Smartphone Application Screens for Rare Liver Disease in Newborns

Biliary atresia (BA) is a rare disorder that accounts for nearly half of pediatric end-stage liver disease in the US.

WASHINGTON: A smartphone app can accurately interpret and record the colour of a newborn's poop as a possible early symptom of a rare life-threatening liver disease, scientists have found.

Biliary atresia (BA) is a rare disorder that accounts for nearly half of pediatric end-stage liver disease in the US.

For the vast majority of parents using the app, named PoopMD, the results can provide reassurance that their newborn's stool colour is normal.

For the one in 14,000 newborns with BA — about 400 babies each year in the US — parents using the app can rely on it to help detect the symptomatic pale yellow to chalky grey stools that mean urgent medical assessment is needed.

"Days matter in diagnosing BA," said lead author Douglas Mogul, a pediatric gastroenterologist at the Johns HopkinsChildren's Center.

That is because babies with BA treated within the first two months of life have the best outcomes and are far less likely to need a liver transplant later.

However, the 60-day window is all too often missed, with the average time to diagnosis in the US standing at 70 days.

"PoopMD does what it says it will do," said Mogul, who worked with HCB Health to create the app, first released in 2014.

For the study of the app, which builds on an earlier "colour card" that is distributed to new parents, the team first gathered the medical opinions of seven pediatricians who looked at 34 photographs of pale-coloured stool.

Twenty-seven of the pictures were determined to be of normal stool, and seven were deemed acholic, or bile deficient, signalling high risk for BA.

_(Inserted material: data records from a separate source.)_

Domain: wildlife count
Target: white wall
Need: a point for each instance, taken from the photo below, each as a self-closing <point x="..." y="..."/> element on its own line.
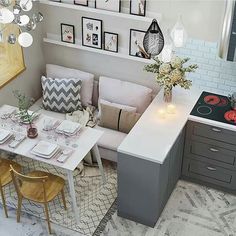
<point x="28" y="81"/>
<point x="202" y="19"/>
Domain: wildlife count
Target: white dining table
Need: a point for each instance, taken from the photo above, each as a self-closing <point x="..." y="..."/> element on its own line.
<point x="84" y="142"/>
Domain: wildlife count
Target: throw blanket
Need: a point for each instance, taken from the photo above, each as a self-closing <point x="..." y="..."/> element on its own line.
<point x="85" y="117"/>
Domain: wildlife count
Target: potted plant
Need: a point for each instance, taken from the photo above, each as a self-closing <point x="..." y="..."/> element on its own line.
<point x="171" y="74"/>
<point x="24" y="103"/>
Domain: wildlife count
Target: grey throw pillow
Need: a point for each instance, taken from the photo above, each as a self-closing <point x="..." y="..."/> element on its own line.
<point x="61" y="95"/>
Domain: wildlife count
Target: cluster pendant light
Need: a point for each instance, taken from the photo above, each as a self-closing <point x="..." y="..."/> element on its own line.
<point x="14" y="12"/>
<point x="167" y="52"/>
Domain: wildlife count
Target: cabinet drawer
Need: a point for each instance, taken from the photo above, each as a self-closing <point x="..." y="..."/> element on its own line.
<point x="212" y="132"/>
<point x="209" y="173"/>
<point x="219" y="154"/>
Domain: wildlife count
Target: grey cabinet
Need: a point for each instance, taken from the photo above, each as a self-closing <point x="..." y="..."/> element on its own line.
<point x="145" y="186"/>
<point x="232" y="41"/>
<point x="210" y="155"/>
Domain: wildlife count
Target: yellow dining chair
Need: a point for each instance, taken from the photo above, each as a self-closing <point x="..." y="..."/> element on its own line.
<point x="38" y="186"/>
<point x="5" y="177"/>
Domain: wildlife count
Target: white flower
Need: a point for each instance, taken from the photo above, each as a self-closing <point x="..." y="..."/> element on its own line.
<point x="164" y="69"/>
<point x="176" y="62"/>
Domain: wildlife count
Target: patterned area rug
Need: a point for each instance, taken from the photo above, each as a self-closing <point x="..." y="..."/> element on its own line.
<point x="93" y="197"/>
<point x="191" y="210"/>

Next, one expert and three laypeople were asked to use the app to look at and analyse the same pictures under a variety of lighting conditions and using a variety of smartphone models.

"These individuals were essentially asked to take a picture of the stool photograph and determine if the app identifies the photo as normal or pale," Mogul said, adding that in normal use, a parent just takes pictures of the contents of a diaper.

Even with the picture of the picture, the researchers said, the app correctly identified all of the acholic stool samples and correctly identified 24 of the 27 normal stools, while three normal stools were mislabelled "indeterminate."

Once downloaded on a smartphone, parents use the app by taking a picture of the baby's stool and identifying the part of the picture that has a stool colour of concern.

The app then immediately identifies whether the stool colour matches those associated with gastrointestinal illnesses or problems with the liver, including BA.

The app can store results for future and comparative reference, and parents can email a photo to a pediatrician directly from the app.

The study was published in the journal PLOS One.